We've said goodbye to summer with some family entertainment.  No simple feat when you have 14 and 12 year old daughters who at times would rather not be seen with their very uncool family.

This weekend we saw a marvelous version of Peter Pan.  It was presented in a 100 foot tall tent near the waterfront in San Francisco.  The ceiling of the tent served as an Imax-style surround screen.  When the actors went up on their wires and flew over London, we really felt like we were swooping along with them.  I loved it.  We all indulged in that willing suspension of disbelief, if just for a few minutes.

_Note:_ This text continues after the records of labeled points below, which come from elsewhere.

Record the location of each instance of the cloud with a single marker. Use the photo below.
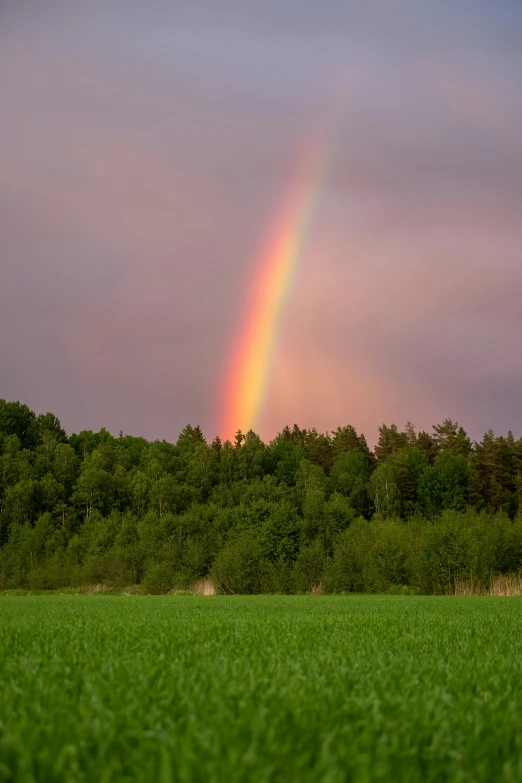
(145, 150)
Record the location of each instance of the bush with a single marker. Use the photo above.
(239, 567)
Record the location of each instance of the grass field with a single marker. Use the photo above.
(187, 688)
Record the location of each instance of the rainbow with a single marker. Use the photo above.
(253, 352)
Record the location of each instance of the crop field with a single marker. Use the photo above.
(262, 688)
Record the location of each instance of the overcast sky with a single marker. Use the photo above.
(144, 150)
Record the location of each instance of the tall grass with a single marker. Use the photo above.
(265, 688)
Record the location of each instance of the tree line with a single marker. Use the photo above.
(307, 510)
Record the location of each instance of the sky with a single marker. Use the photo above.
(145, 152)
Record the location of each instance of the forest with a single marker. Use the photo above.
(306, 512)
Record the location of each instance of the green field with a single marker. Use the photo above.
(264, 688)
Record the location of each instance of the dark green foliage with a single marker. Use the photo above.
(308, 510)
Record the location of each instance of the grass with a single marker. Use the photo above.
(263, 688)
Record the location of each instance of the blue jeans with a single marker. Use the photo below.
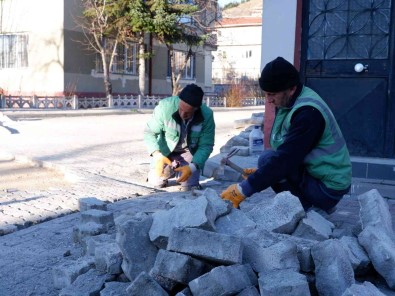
(180, 159)
(309, 190)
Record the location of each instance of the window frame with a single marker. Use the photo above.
(14, 51)
(179, 59)
(126, 65)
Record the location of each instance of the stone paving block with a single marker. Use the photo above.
(358, 257)
(224, 280)
(281, 214)
(303, 250)
(108, 258)
(89, 283)
(250, 291)
(219, 205)
(144, 285)
(99, 217)
(236, 141)
(65, 274)
(282, 255)
(211, 246)
(82, 231)
(243, 150)
(381, 250)
(138, 251)
(234, 222)
(364, 289)
(90, 243)
(7, 228)
(314, 227)
(185, 292)
(333, 270)
(283, 282)
(90, 203)
(375, 211)
(177, 267)
(195, 213)
(114, 289)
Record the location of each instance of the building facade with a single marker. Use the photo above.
(42, 52)
(345, 51)
(238, 55)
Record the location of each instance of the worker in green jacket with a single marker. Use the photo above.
(180, 138)
(309, 155)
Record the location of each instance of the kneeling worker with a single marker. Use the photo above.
(180, 136)
(309, 157)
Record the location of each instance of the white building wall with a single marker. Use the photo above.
(44, 73)
(239, 51)
(278, 30)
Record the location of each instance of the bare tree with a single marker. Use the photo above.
(101, 30)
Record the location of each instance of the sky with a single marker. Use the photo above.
(222, 3)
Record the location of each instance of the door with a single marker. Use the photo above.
(347, 57)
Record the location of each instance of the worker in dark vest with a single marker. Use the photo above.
(309, 156)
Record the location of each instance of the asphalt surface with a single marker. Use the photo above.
(104, 157)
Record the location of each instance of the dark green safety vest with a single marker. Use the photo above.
(329, 161)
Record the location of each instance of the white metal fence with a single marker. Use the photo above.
(126, 101)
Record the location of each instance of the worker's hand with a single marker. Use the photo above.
(248, 171)
(186, 172)
(160, 162)
(234, 194)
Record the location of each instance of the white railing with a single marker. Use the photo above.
(125, 101)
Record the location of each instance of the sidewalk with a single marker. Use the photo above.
(106, 159)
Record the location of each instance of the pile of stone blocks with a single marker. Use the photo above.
(201, 245)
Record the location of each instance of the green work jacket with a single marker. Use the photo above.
(162, 131)
(329, 161)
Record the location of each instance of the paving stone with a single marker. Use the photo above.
(207, 245)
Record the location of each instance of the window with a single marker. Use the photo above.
(125, 59)
(189, 70)
(13, 51)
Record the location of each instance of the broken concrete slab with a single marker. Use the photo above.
(145, 285)
(207, 245)
(195, 213)
(333, 270)
(89, 283)
(280, 214)
(381, 250)
(314, 227)
(138, 251)
(283, 282)
(224, 280)
(66, 273)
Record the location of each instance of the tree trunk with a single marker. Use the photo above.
(141, 65)
(106, 76)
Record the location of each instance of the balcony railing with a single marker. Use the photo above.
(125, 101)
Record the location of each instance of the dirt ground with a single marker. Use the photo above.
(23, 176)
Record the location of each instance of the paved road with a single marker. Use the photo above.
(105, 157)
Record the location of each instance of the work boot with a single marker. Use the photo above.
(190, 188)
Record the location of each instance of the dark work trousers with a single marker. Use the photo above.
(309, 190)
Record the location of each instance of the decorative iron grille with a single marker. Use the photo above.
(349, 29)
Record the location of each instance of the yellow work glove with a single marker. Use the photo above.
(186, 172)
(233, 194)
(160, 162)
(248, 171)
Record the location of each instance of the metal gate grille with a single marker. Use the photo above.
(348, 29)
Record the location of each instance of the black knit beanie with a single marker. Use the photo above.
(192, 95)
(278, 75)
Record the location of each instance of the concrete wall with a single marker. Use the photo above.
(278, 39)
(278, 30)
(44, 75)
(234, 42)
(60, 63)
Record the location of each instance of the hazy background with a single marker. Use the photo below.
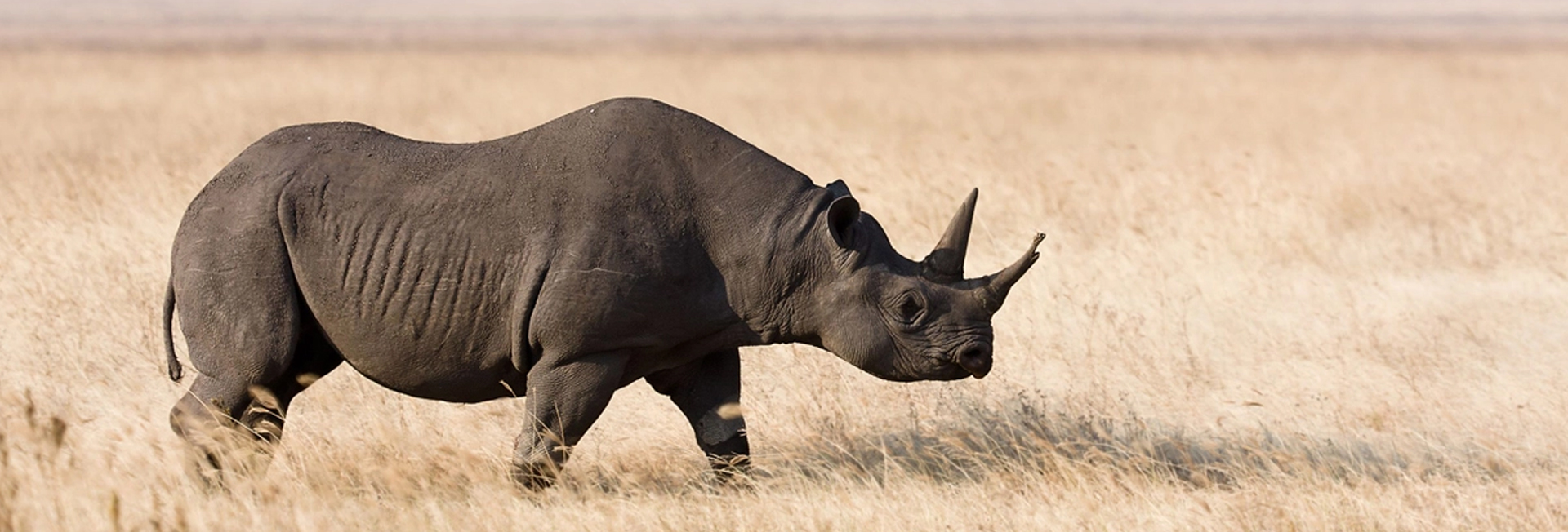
(255, 22)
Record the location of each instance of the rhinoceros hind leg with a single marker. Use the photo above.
(564, 402)
(234, 424)
(707, 393)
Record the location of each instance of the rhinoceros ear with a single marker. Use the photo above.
(838, 188)
(843, 215)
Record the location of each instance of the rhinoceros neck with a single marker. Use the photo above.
(763, 238)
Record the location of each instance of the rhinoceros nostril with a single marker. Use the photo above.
(976, 359)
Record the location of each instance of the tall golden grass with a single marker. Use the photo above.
(1285, 288)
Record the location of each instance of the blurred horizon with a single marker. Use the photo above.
(176, 22)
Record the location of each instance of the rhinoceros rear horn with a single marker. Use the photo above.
(946, 264)
(996, 285)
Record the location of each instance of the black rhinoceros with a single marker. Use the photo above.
(627, 240)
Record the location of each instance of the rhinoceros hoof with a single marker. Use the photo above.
(533, 476)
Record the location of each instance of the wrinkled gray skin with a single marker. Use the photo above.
(627, 240)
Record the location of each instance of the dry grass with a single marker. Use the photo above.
(1291, 288)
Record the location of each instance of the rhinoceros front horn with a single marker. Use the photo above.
(946, 264)
(995, 286)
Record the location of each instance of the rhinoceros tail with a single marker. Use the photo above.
(168, 334)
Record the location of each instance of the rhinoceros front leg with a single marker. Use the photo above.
(707, 393)
(564, 402)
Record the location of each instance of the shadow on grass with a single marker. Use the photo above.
(983, 440)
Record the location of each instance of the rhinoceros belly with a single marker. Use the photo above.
(414, 304)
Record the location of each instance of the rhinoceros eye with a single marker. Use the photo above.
(910, 308)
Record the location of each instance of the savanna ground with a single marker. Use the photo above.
(1285, 288)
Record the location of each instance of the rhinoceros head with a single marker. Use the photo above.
(903, 320)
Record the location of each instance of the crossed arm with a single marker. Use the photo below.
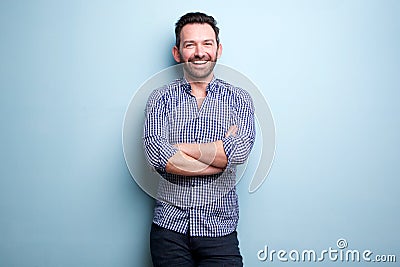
(199, 159)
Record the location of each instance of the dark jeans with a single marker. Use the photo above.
(169, 248)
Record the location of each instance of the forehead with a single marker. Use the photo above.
(197, 32)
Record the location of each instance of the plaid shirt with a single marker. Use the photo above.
(202, 205)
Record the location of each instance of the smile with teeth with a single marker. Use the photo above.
(199, 62)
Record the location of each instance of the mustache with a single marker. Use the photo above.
(196, 58)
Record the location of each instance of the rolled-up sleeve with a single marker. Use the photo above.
(238, 147)
(157, 148)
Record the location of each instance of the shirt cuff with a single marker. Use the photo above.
(165, 154)
(229, 147)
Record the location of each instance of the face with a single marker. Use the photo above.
(198, 50)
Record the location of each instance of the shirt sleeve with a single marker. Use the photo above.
(238, 147)
(157, 148)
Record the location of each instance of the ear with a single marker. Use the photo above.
(175, 54)
(219, 51)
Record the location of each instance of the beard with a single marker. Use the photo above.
(202, 69)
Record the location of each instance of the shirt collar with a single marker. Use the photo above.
(210, 87)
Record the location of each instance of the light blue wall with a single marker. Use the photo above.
(329, 70)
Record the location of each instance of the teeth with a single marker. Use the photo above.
(199, 62)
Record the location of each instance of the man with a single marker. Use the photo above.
(197, 129)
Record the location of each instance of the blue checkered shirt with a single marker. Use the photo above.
(201, 205)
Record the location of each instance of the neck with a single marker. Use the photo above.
(199, 86)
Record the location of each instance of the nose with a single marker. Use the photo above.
(199, 52)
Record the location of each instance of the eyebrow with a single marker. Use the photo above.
(203, 41)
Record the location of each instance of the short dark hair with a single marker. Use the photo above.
(191, 18)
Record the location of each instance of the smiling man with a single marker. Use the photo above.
(197, 129)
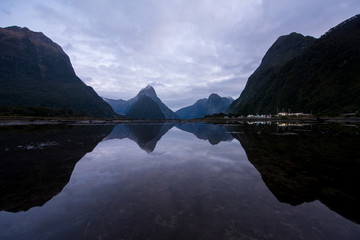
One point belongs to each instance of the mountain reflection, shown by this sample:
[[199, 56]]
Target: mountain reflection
[[37, 161], [303, 166], [213, 133], [145, 135]]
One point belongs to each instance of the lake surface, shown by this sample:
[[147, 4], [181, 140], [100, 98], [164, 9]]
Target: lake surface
[[189, 181]]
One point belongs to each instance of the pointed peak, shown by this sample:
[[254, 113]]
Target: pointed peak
[[149, 87], [148, 91], [214, 95]]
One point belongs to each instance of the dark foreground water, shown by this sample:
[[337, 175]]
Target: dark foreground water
[[192, 181]]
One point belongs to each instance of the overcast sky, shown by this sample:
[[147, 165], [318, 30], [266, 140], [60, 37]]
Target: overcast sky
[[186, 49]]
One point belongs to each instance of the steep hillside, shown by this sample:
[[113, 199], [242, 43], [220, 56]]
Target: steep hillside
[[214, 104], [35, 71], [323, 79], [145, 105]]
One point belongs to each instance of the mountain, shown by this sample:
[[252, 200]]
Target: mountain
[[146, 105], [206, 106], [36, 72], [307, 75]]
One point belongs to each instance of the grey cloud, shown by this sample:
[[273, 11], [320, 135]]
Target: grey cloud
[[186, 49]]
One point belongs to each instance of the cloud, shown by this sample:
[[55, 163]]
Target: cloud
[[186, 49]]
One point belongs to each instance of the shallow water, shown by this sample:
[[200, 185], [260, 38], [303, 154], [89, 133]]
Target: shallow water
[[192, 181]]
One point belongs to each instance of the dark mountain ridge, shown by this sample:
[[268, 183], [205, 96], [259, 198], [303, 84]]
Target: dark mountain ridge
[[321, 76], [205, 106], [145, 105], [35, 71]]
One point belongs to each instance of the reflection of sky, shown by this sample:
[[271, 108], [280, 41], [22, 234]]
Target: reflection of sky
[[118, 189]]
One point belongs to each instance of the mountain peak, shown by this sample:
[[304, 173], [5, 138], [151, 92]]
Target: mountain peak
[[37, 38], [214, 96], [148, 91]]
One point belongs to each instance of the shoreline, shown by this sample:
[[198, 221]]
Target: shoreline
[[13, 121]]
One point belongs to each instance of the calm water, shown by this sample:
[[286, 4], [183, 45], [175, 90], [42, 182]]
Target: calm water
[[192, 181]]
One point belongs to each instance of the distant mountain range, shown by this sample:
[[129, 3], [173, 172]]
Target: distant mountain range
[[145, 105], [36, 72], [297, 74], [206, 106], [304, 74]]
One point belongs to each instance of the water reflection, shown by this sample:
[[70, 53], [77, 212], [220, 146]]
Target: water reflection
[[213, 133], [145, 135], [37, 161], [185, 188], [298, 165]]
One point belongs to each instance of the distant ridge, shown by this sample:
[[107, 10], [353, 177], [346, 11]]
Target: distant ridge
[[205, 106], [36, 72], [145, 105], [303, 74]]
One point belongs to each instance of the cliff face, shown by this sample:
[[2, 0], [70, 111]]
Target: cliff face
[[206, 106], [35, 71], [145, 105], [320, 76]]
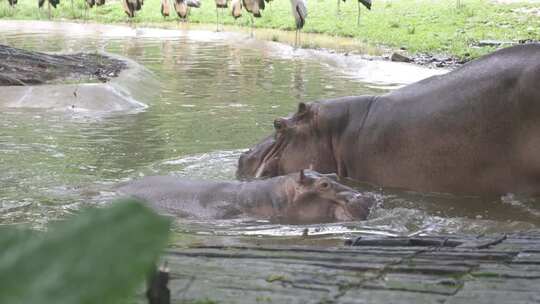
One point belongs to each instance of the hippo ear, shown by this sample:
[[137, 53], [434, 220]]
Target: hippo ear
[[302, 177], [302, 108]]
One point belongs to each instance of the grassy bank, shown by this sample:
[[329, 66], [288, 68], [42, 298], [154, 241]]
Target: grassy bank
[[417, 26]]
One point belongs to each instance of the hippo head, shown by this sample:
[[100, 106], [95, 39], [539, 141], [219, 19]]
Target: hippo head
[[302, 140], [316, 198]]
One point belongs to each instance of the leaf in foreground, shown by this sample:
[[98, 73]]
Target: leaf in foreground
[[99, 256]]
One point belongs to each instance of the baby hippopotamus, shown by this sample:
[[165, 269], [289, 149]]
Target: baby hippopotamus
[[296, 198]]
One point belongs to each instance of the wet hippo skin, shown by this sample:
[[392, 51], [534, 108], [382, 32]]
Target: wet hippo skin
[[304, 197], [475, 130]]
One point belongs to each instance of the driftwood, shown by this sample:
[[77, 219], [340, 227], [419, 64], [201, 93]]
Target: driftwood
[[449, 269], [21, 67]]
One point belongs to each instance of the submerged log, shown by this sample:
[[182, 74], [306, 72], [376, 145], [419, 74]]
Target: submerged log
[[449, 269], [22, 67]]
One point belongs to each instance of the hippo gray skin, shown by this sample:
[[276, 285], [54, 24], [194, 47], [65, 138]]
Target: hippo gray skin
[[475, 130], [304, 197]]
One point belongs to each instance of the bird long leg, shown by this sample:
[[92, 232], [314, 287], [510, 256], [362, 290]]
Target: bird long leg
[[252, 24], [217, 19], [358, 18]]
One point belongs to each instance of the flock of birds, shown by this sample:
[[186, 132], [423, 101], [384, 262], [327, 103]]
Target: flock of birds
[[182, 8]]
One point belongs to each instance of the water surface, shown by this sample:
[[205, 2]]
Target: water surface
[[217, 95]]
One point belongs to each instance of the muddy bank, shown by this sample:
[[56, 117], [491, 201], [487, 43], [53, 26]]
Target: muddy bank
[[21, 67], [92, 84]]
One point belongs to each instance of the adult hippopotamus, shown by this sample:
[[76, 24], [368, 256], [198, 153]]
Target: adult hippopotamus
[[303, 197], [475, 130]]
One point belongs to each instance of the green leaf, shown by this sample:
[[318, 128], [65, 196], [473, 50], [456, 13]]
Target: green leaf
[[99, 256]]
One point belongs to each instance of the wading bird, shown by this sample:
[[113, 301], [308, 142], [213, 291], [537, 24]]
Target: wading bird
[[367, 4], [236, 8], [182, 7], [220, 5], [254, 7], [50, 3], [165, 8], [131, 6], [299, 11]]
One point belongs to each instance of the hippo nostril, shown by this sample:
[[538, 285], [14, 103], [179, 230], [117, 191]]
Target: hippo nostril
[[278, 124]]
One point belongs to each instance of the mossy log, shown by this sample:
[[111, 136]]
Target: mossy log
[[446, 269], [21, 67]]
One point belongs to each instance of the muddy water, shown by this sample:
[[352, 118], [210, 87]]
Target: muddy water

If you know the story, or have seen the play, you know that there comes a point when Tinkerbell drinks poison and starts to die.  I knew what was coming but I couldn't help it.  When Peter asked the audience to whisper "I believe in fairies!"  I had tears in my eyes.  I was so caught up in the story.  I know, I know.  It's just actors on a stage.  In costumes.  With wires that we can see them attaching every time they're going to fly.  I couldn't help it.  Little tears.  Poor Tink!  I just love that moment when Peter talks to the audience.

Even though they didn't cry like their sappy mother, the kids were enthusiastic about the production.  Even Drama Girl wanted to discuss what made this story so timeless.  Fourteen year old girls initiating conversation is something to be savored.

Then on Monday, the kids were good sports and came along with me to see Toy Story 3.  Have you seen it?

It's not a good movie for sentimental people who are prone to cry.  Unless perhaps you really want a good cry.  Because I really outdid myself on this one.  The theater was packed but I felt safe hiding behind my 3-D glasses.  I had tissues handy because I suspected there would be some heartstring-tugging.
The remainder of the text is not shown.